I don’t know where this month went. Where are the hours? Where is the light?
Suddenly it’s August and I feel like soon it will be autumn and then winter and then the year passed faster then ever. I know it always feels like this and still always it feels new. July has always been the month of thinking for me. When it’s too hot to be in the light at daytime, but perfect to be in the light that is almost gone. The evening light.
These little moments when you just hear the birds and the sky turns pink and purple. When you wander under this sky in juicy grass and wildflowers cross your path. It’s so softly colored that you ache to touch it, but it’s not possible.
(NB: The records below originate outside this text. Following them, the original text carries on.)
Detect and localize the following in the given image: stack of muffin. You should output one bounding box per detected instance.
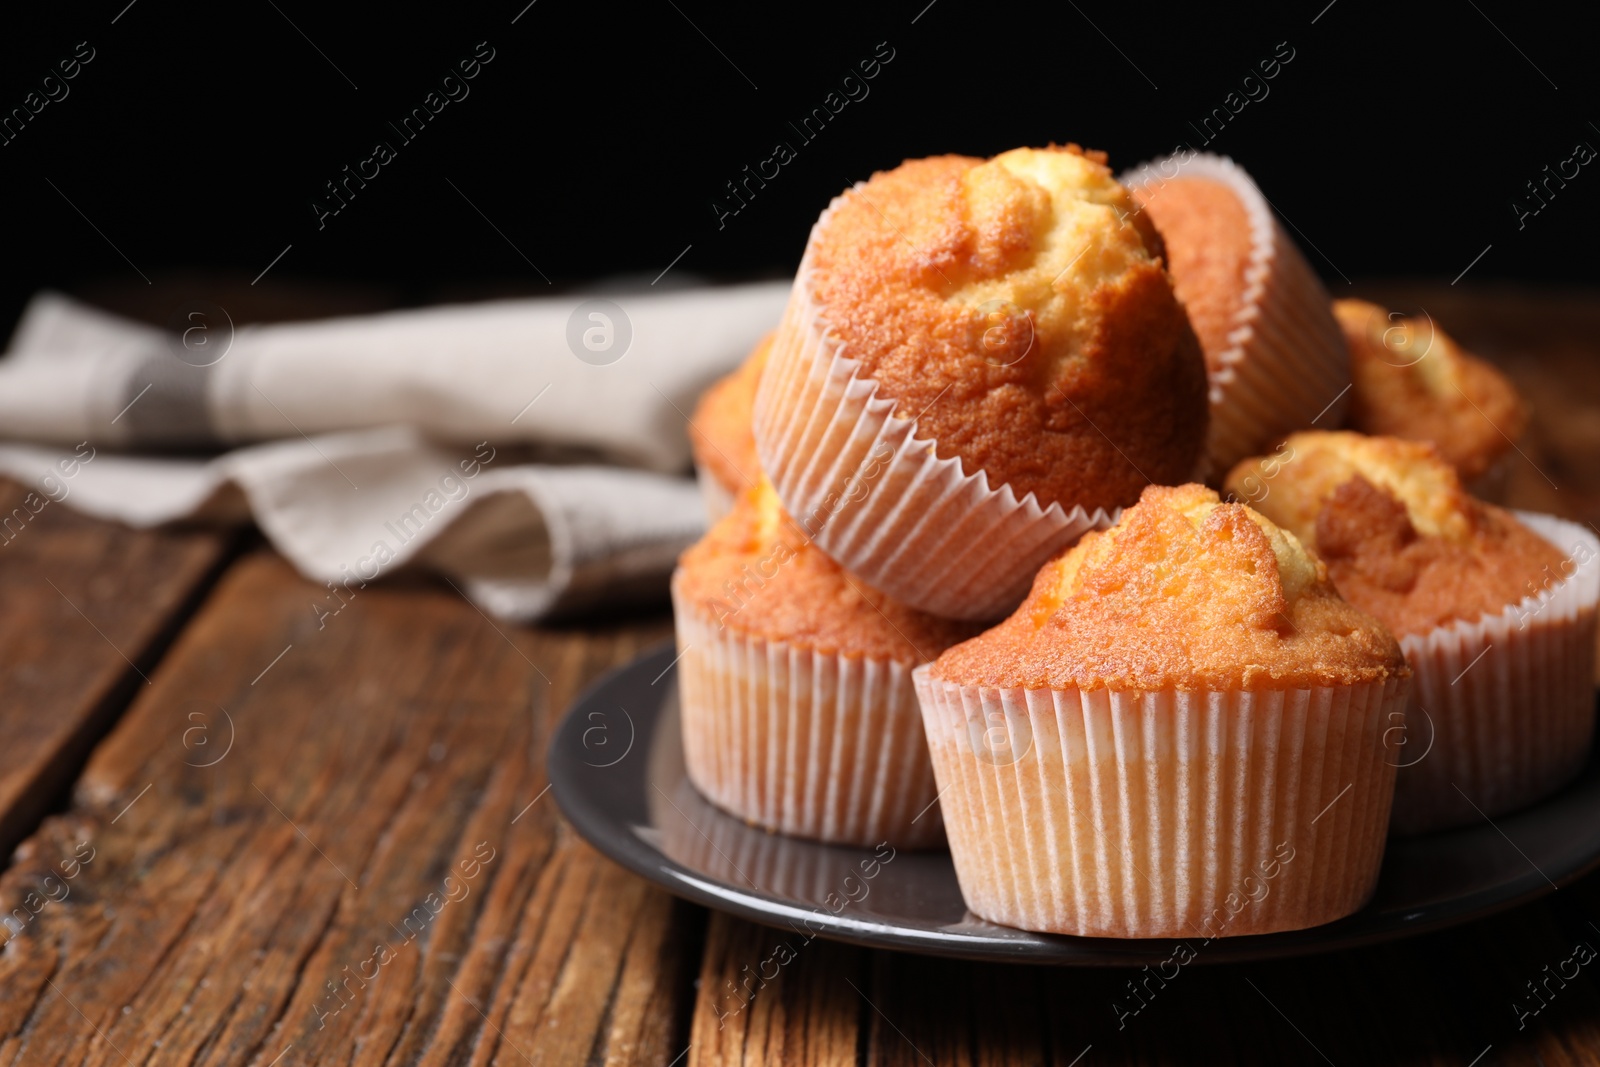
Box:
[675,145,1599,939]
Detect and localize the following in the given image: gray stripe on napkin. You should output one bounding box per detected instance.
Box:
[119,350,217,446]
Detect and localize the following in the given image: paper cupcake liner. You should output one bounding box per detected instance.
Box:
[1390,512,1600,834]
[913,668,1407,938]
[752,197,1115,621]
[1121,153,1351,479]
[693,460,736,524]
[672,575,944,849]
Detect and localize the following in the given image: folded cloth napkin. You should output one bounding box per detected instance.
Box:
[0,284,790,619]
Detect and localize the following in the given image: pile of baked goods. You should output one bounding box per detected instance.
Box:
[675,144,1599,939]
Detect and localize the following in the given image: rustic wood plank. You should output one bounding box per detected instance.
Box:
[689,912,862,1067]
[0,475,229,859]
[0,552,688,1066]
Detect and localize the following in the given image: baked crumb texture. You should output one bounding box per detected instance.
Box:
[1334,299,1528,484]
[1225,431,1562,636]
[689,332,771,519]
[753,145,1208,619]
[1227,430,1600,833]
[1121,153,1350,477]
[931,483,1406,692]
[675,480,976,662]
[671,481,978,847]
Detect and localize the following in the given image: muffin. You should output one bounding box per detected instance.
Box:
[1227,431,1599,833]
[753,145,1209,620]
[689,333,771,521]
[1120,152,1351,478]
[915,484,1409,938]
[1334,299,1529,490]
[672,479,978,848]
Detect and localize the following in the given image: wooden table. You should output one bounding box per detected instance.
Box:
[1,284,1598,1066]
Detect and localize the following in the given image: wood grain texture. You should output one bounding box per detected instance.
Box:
[0,477,229,860]
[689,913,862,1067]
[0,553,689,1066]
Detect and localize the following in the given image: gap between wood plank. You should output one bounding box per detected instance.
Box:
[0,501,249,862]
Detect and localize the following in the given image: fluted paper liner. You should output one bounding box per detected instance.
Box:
[914,668,1407,938]
[1121,153,1351,479]
[752,195,1116,621]
[673,574,944,849]
[1391,512,1600,834]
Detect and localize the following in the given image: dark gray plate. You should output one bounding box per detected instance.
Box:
[549,643,1600,965]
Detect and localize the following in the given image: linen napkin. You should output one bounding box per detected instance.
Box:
[0,284,790,619]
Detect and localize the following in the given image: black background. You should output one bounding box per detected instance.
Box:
[1,0,1595,328]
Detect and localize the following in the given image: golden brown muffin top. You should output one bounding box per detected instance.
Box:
[1129,176,1254,376]
[1225,431,1565,636]
[930,483,1405,691]
[806,146,1208,511]
[689,333,770,495]
[1335,299,1528,482]
[675,480,979,664]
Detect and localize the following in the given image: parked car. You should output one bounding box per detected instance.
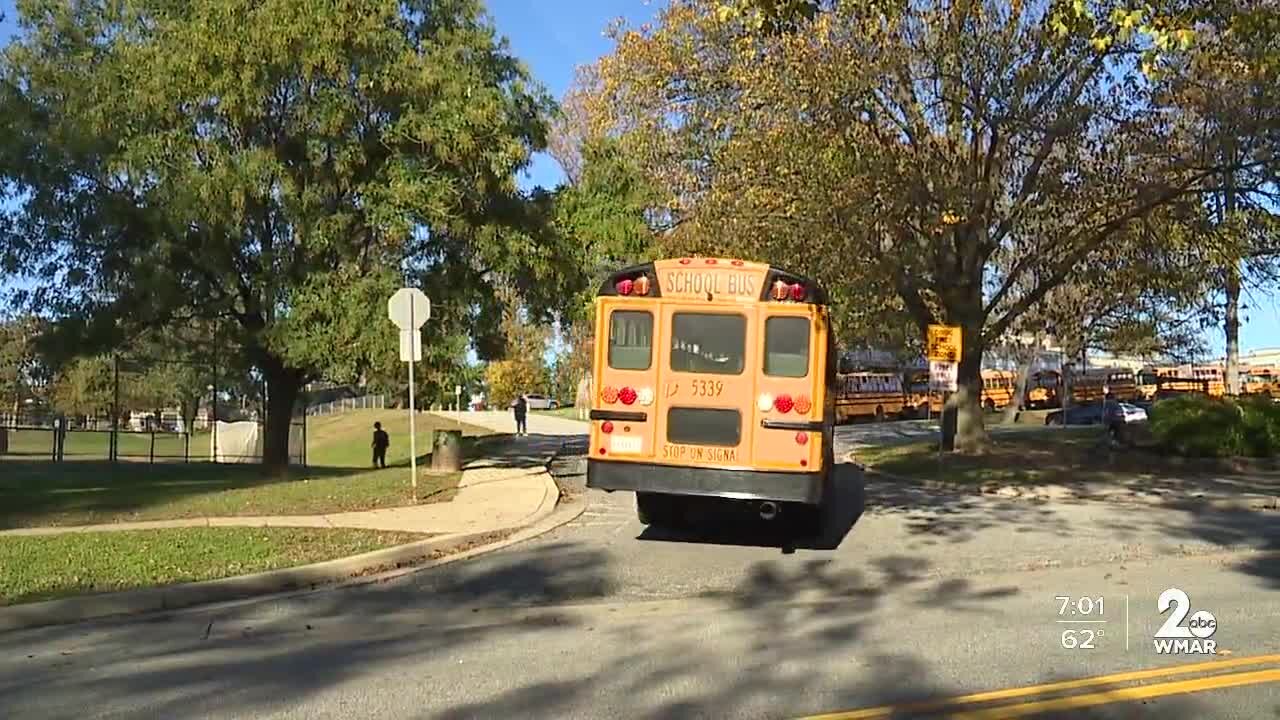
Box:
[1044,403,1105,426]
[1104,402,1148,427]
[510,393,559,410]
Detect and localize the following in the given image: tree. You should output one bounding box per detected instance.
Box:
[0,314,46,419]
[586,0,1266,451]
[125,322,225,433]
[483,286,551,408]
[1159,4,1280,394]
[0,0,555,469]
[50,356,114,422]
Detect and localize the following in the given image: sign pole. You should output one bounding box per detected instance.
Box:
[938,391,946,466]
[387,286,430,502]
[408,301,417,502]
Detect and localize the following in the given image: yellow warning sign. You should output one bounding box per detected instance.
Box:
[927,325,962,363]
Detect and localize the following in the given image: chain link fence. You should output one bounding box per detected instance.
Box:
[0,354,306,465]
[305,394,387,417]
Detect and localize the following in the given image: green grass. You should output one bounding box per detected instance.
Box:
[305,409,495,468]
[0,461,463,529]
[853,426,1239,486]
[0,407,515,529]
[0,527,427,605]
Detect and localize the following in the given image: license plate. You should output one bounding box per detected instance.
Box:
[610,435,642,454]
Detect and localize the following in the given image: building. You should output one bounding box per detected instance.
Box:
[1228,348,1280,368]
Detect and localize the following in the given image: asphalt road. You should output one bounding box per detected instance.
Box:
[1,423,1277,719]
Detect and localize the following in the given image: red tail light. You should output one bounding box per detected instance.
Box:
[601,421,614,433]
[633,275,650,295]
[618,386,638,405]
[602,386,618,404]
[616,278,633,295]
[771,280,789,301]
[679,258,691,265]
[789,283,805,301]
[795,432,808,445]
[775,394,794,413]
[706,258,717,264]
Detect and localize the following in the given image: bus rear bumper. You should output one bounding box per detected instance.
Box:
[587,459,825,505]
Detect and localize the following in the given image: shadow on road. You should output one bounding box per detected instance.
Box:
[1105,503,1280,588]
[633,462,866,552]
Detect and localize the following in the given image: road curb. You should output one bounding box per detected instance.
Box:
[0,468,579,634]
[849,452,1280,511]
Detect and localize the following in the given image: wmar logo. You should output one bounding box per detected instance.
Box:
[1154,588,1218,655]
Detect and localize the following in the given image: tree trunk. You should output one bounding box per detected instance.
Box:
[180,396,198,435]
[260,358,303,472]
[950,340,988,453]
[1225,261,1241,396]
[1003,357,1032,424]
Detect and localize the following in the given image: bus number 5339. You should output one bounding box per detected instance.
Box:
[691,380,723,397]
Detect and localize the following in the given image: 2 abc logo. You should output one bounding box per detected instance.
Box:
[1154,588,1218,655]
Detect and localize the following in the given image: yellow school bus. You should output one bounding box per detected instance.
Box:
[1024,370,1061,409]
[1243,366,1279,399]
[1138,366,1206,399]
[586,258,836,530]
[835,372,905,422]
[980,370,1018,411]
[1069,369,1139,403]
[903,369,940,417]
[1192,365,1226,396]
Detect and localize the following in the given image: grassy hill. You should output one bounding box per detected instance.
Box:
[306,409,495,468]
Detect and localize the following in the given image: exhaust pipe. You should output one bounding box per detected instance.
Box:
[758,501,780,521]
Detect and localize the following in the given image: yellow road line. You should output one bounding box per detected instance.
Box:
[800,653,1280,719]
[949,668,1280,719]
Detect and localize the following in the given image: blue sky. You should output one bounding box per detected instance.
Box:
[1,0,1277,354]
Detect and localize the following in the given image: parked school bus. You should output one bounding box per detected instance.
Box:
[1138,367,1207,400]
[586,258,837,530]
[835,372,905,423]
[1243,366,1280,399]
[1069,369,1139,403]
[1191,365,1226,396]
[980,370,1018,411]
[1024,370,1061,409]
[903,369,940,417]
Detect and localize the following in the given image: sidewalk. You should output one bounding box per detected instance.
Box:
[445,409,588,437]
[2,433,569,538]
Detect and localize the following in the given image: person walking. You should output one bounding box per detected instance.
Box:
[371,421,390,468]
[513,394,528,436]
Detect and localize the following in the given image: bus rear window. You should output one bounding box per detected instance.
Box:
[667,407,741,446]
[764,316,809,377]
[670,313,746,375]
[609,310,653,370]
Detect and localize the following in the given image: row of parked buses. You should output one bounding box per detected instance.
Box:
[833,363,1280,423]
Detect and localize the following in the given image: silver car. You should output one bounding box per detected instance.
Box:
[512,393,559,410]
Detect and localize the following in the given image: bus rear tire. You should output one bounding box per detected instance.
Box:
[810,471,836,536]
[874,406,884,422]
[636,492,678,527]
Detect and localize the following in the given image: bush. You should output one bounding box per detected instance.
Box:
[1238,395,1280,457]
[1149,394,1280,458]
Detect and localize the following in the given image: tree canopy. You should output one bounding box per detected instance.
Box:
[0,0,561,467]
[582,0,1277,450]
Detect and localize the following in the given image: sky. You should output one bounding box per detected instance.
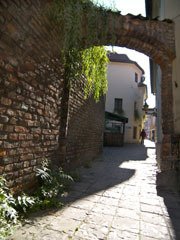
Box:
[93,0,156,108]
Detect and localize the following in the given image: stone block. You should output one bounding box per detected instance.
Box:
[0,115,9,123]
[0,149,7,157]
[1,97,12,106]
[4,164,14,172]
[9,133,19,140]
[15,126,28,133]
[4,125,14,132]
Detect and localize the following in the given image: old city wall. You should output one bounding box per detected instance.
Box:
[0,0,104,192]
[66,80,105,168]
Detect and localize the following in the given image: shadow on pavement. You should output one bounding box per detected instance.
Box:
[157,188,180,239]
[28,144,148,219]
[58,144,148,204]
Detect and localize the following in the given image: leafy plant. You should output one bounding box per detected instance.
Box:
[36,158,52,183]
[47,0,113,50]
[15,194,35,214]
[0,159,74,239]
[0,176,38,239]
[35,158,73,201]
[82,46,108,100]
[46,0,113,101]
[0,176,18,239]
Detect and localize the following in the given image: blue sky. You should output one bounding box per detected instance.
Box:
[93,0,155,108]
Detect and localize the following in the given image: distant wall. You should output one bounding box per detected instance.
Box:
[66,80,105,168]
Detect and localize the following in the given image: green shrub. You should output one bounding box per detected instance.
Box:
[15,194,36,214]
[34,158,73,206]
[0,176,18,239]
[0,159,74,239]
[0,176,38,239]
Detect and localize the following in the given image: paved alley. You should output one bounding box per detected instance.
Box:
[9,140,180,240]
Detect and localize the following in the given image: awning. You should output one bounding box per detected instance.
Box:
[105,111,128,123]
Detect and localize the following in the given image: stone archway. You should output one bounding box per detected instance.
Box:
[90,11,176,172]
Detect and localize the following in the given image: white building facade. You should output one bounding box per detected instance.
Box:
[105,53,147,143]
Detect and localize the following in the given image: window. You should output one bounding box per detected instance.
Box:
[114,98,123,114]
[133,126,137,139]
[135,73,138,83]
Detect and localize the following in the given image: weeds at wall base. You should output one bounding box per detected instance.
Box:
[0,159,73,239]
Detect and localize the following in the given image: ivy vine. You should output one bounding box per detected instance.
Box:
[47,0,119,100]
[82,46,108,100]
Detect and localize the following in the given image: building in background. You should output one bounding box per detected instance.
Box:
[105,53,147,144]
[144,108,157,141]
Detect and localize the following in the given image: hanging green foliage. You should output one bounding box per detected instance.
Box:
[82,46,108,100]
[62,46,109,101]
[46,0,117,100]
[48,0,112,49]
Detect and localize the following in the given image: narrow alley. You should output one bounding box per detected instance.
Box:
[10,141,180,240]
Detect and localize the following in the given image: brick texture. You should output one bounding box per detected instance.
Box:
[66,79,105,168]
[0,0,105,192]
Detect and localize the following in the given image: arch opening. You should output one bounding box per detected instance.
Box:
[93,10,176,173]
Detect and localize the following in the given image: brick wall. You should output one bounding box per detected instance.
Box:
[0,58,64,192]
[0,0,65,192]
[0,0,105,192]
[66,79,105,168]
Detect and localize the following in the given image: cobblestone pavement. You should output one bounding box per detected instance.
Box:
[9,140,180,240]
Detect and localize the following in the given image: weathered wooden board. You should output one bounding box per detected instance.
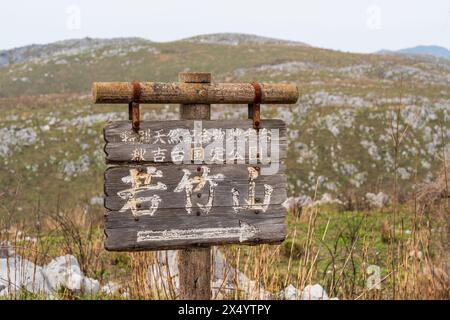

When it’s the perfect time to find cats sleeping in the grass and blackberries hiding behind picnic benches. At day time the heat makes it easy for us to lie on blankets in the grass or sit in shady spots, or on the floor or just in bed for a while. It makes us think about what has been and what will be. Maybe some look for answers, some dream, some remember, but many of us are in a state of quiet thinking, of being with themselves. Even if we are with others.
And all this happens while the world blooms, while the fruits and vegetables grow in my garden so precious that I sometimes burst out with excitement when I find out that my melon finally grew a fruit or I see the first aubergine growing behind leaves.
Nature is not quiet in that way in the summer months. Nature is full of life.